[BUG]: build and load the fused_optim error : /usr/bin/ld: 找不到 -lcudart: 没有那个文件或目录
🐛 Describe the bug
运行applications/ChatGPT/examples/train_dummy.py 时报错
=========================================================================================
No pre-built kernel is found, build and load the fused_optim kernel during runtime now
=========================================================================================
Detected CUDA files, patching ldflags
Emitting ninja build file /home/verigle/.cache/colossalai/torch_extensions/torch1.13_cu11.7/build.ninja...
Building extension module fused_optim...
Allowing ninja to set a default number of workers... (overridable by setting the environment variable MAX_JOBS=N)
[1/1] c++ colossal_C_frontend.o multi_tensor_sgd_kernel.cuda.o multi_tensor_scale_kernel.cuda.o multi_tensor_adam.cuda.o multi_tensor_l2norm_kernel.cuda.o multi_tensor_lamb.cuda.o -shared -L/home/verigle/miniconda3/envs/colossalai/lib/python3.8/site-packages/torch/lib -lc10 -lc10_cuda -ltorch_cpu -ltorch_cuda_cu -ltorch_cuda_cpp -ltorch -ltorch_python -L/home/verigle/miniconda3/envs/colossalai/lib64 -lcudart -o fused_optim.so
FAILED: fused_optim.so
c++ colossal_C_frontend.o multi_tensor_sgd_kernel.cuda.o multi_tensor_scale_kernel.cuda.o multi_tensor_adam.cuda.o multi_tensor_l2norm_kernel.cuda.o multi_tensor_lamb.cuda.o -shared -L/home/verigle/miniconda3/envs/colossalai/lib/python3.8/site-packages/torch/lib -lc10 -lc10_cuda -ltorch_cpu -ltorch_cuda_cu -ltorch_cuda_cpp -ltorch -ltorch_python -L/home/verigle/miniconda3/envs/colossalai/lib64 -lcudart -o fused_optim.so
/usr/bin/ld: 找不到 -lcudart: 没有那个文件或目录
Environment
conda env : python = 3.8 cuda = 11.7 pytorch = 1.13
with export LD_LIBRARY_PATH=/path/to/your/cuda/lib64:${LD_LIBRARY_PATH} the program still can't find the -lcublas, -lcudart, -lcurand
but with export LIBRARY_PATH=/path/to/your/cuda/lib64:${LIBRARY_PATH} it worked for me.

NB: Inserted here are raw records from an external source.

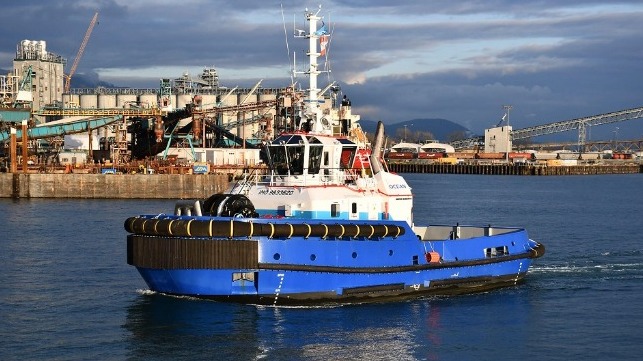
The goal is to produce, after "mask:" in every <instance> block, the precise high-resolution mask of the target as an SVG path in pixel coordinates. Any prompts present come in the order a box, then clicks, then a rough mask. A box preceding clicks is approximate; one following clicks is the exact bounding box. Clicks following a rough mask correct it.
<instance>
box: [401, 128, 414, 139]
mask: <svg viewBox="0 0 643 361" xmlns="http://www.w3.org/2000/svg"><path fill="white" fill-rule="evenodd" d="M408 126H409V127H412V126H413V124H410V125H408ZM406 127H407V125H406V124H404V139H403V140H402V141H403V142H406Z"/></svg>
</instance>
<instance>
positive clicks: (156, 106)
mask: <svg viewBox="0 0 643 361" xmlns="http://www.w3.org/2000/svg"><path fill="white" fill-rule="evenodd" d="M138 102H139V103H140V104H141V106H142V107H143V108H155V107H158V105H159V104H158V103H159V102H158V97H157V96H156V94H141V95H139V97H138Z"/></svg>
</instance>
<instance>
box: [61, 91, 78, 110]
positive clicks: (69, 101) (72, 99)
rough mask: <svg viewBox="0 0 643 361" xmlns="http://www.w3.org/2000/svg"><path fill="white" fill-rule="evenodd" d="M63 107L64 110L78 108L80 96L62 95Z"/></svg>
mask: <svg viewBox="0 0 643 361" xmlns="http://www.w3.org/2000/svg"><path fill="white" fill-rule="evenodd" d="M63 106H64V107H65V108H79V107H80V95H79V94H63Z"/></svg>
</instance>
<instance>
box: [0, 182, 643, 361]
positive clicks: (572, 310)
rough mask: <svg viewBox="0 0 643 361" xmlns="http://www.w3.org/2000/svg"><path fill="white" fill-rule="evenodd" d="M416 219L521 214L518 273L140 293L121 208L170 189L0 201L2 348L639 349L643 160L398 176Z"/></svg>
mask: <svg viewBox="0 0 643 361" xmlns="http://www.w3.org/2000/svg"><path fill="white" fill-rule="evenodd" d="M406 178H407V180H408V182H409V183H410V184H411V186H412V187H413V188H414V191H415V194H416V198H415V222H416V223H417V224H426V223H431V224H451V223H456V222H460V223H461V224H492V225H498V226H501V225H508V226H524V227H526V228H527V229H528V230H529V232H530V236H531V238H533V239H536V240H538V241H540V242H542V243H544V244H545V245H546V247H547V254H546V255H545V256H544V257H543V258H540V259H538V260H536V262H535V264H534V266H533V268H532V269H531V272H530V274H529V275H528V276H527V277H526V282H525V283H524V284H521V285H519V286H516V287H513V288H507V289H503V290H498V291H494V292H489V293H483V294H476V295H468V296H457V297H440V298H427V299H420V300H413V301H408V302H397V303H385V304H374V305H354V306H343V307H327V308H273V307H257V306H246V305H236V304H224V303H217V302H212V301H202V300H195V299H189V298H175V297H167V296H162V295H157V294H153V293H151V292H148V291H146V286H145V284H144V282H143V281H142V280H141V278H140V277H139V276H138V273H137V272H136V270H135V269H134V268H133V267H131V266H129V265H127V263H126V250H125V236H126V233H125V231H124V230H123V221H124V220H125V218H126V217H128V216H130V215H136V214H141V213H161V212H171V211H172V209H173V204H174V201H172V200H168V201H158V200H154V201H152V200H143V201H141V200H25V199H21V200H18V201H14V200H9V199H2V200H0V232H1V234H0V360H43V359H46V360H80V359H82V360H123V359H130V360H165V359H167V360H200V359H205V360H262V359H264V360H300V359H306V360H338V359H346V360H515V359H520V358H524V359H528V360H541V359H542V360H574V359H575V360H585V359H598V360H607V359H615V360H639V359H640V358H641V354H643V336H641V331H640V328H641V327H640V326H641V324H642V323H643V287H642V286H643V229H642V226H643V191H642V190H641V188H642V187H643V175H613V176H612V175H603V176H578V177H576V176H566V177H512V176H473V175H417V174H408V175H406Z"/></svg>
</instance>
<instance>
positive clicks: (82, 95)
mask: <svg viewBox="0 0 643 361" xmlns="http://www.w3.org/2000/svg"><path fill="white" fill-rule="evenodd" d="M80 107H81V108H83V109H92V108H93V109H95V108H98V95H96V94H81V95H80Z"/></svg>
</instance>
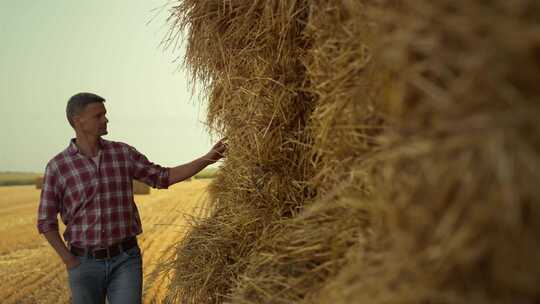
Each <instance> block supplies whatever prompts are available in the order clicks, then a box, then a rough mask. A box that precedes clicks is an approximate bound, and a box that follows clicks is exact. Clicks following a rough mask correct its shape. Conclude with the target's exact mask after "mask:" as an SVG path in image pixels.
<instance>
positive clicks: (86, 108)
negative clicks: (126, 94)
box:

hignlight the note that using ENV of LIBRARY_PATH rather than LD_LIBRARY_PATH in document is strongly suggested!
Hi @verigle Thanks for your contribution! @FrankLeeeee Can we fix it later? pre-built kernel seems to cause trouble for many users.
with export LD_LIBRARY_PATH=/path/to/your/cuda/lib64:${LD_LIBRARY_PATH} the program still can't find the -lcublas, -lcudart, -lcurand
but with export LIBRARY_PATH=/path/to/your/cuda/lib64:${LIBRARY_PATH} it worked for me.
hignlight the note that using ENV of LIBRARY_PATH rather than LD_LIBRARY_PATH in document is strongly suggested!
Good suggestion, I will add such checks next week. Meanwhile, I am working on improving the kernel build in #2886 .
sudo ln -s /usr/local/cuda/lib64/libcudart.so /usr/lib/libcudart.so
We have updated a lot. This issue was closed due to inactivity. Thanks.